The problem with the past is that for me it gets in the way, both mentally and physically. When I look at my garage, it’s all the stuff that’s been stored there, accumulating and accumulating. It gets in the way of me working on new stuff. I’m in my 60s now, and I’m finding less and less energy for moving it around.
There was an article recently by Business Insider (paywall) called the Boomer Stuff Avalanche. CBS news has a video about it. Millenials are about to get hit with an avalanche of stuff that no one wants or needs.
I’m am deeply aware of this. In our foyer, we have whole rack of CDs and we have a whole rack of DVDs. I haven’t pulled and listened to any of those CDs in probably 15 years. There’s a couple of DVDs that I pull out once in a while but the vast majority of them, who needs them, right? Everything’s now available with streaming. Same with the music. The stuff just sits there, gathering dust.
It’s an avalanche of stuff that nobody wants anymore. We have boxes and boxes of LPs in the garage. I know there’s a sort of a renaissance of LPs right now. But the truth is nobody wants the vast majority of those LPs. Literal pounds and pounds of material, sitting in our foyer and sitting in the garage.
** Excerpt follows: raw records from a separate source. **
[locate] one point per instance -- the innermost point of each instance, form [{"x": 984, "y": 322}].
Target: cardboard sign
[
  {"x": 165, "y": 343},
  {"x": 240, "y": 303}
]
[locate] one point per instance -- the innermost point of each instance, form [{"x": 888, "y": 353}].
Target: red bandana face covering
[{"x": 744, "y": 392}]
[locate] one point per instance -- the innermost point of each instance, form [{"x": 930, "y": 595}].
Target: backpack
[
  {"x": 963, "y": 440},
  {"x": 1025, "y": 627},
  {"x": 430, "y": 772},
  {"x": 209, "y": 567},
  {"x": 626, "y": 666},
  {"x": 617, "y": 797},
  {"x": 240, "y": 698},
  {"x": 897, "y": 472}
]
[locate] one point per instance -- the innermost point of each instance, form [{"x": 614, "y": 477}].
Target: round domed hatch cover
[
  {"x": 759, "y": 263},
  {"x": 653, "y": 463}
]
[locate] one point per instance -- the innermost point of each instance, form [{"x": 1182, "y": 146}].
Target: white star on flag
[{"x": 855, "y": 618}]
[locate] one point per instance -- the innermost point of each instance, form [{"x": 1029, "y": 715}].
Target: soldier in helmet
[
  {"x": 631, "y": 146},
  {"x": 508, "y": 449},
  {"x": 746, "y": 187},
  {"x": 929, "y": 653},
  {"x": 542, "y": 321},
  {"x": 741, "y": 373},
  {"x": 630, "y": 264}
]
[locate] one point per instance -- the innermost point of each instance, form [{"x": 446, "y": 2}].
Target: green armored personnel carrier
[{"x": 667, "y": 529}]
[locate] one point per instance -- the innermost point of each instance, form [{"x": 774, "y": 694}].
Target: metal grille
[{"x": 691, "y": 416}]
I’m really at a point where I want to get rid of this stuff. I don’t want to saddle my kid with having to deal with this. Cuz I know what’s going to happen, right? My kid’s just going to open up the recycling bin and just dump it all in there, because nobody wants it.
Once in a while, I’ll find a box of photos that I took in the 1990s and I look and I say to myself, I don’t even remember that. There are so many experiences lost in my memory because while each experience was great at the time it happened, I didn’t really make room for it. Unless it was a really peak experience.
I know everyone’s different about this. And I don’t wish to diminish anyone who has great memories and makes great photo albums. I’m just understanding how my mind is changing concerning the past. I’m understanding that I really enjoy being present to current experiences, much more so than ruminating about the past.
To be clear, I’m not talking necessarily about history. I love history, especially local history and railroad history. This is more about personal history.
As I look at the boxes of unwatched videos and unvisited photo albums, I realize they represent not just the weight of the past but also the space I can reclaim for the present and the future.
Letting go isn’t about forgetting. It’s about honoring what mattered then by making room for what matters now. I’ve come to see that the real treasures aren’t in those dusty boxes but in the experiences I choose to live fully today. That’s what I want to pass down to my kid. Not an avalanche of stuff, but a love for being truly present.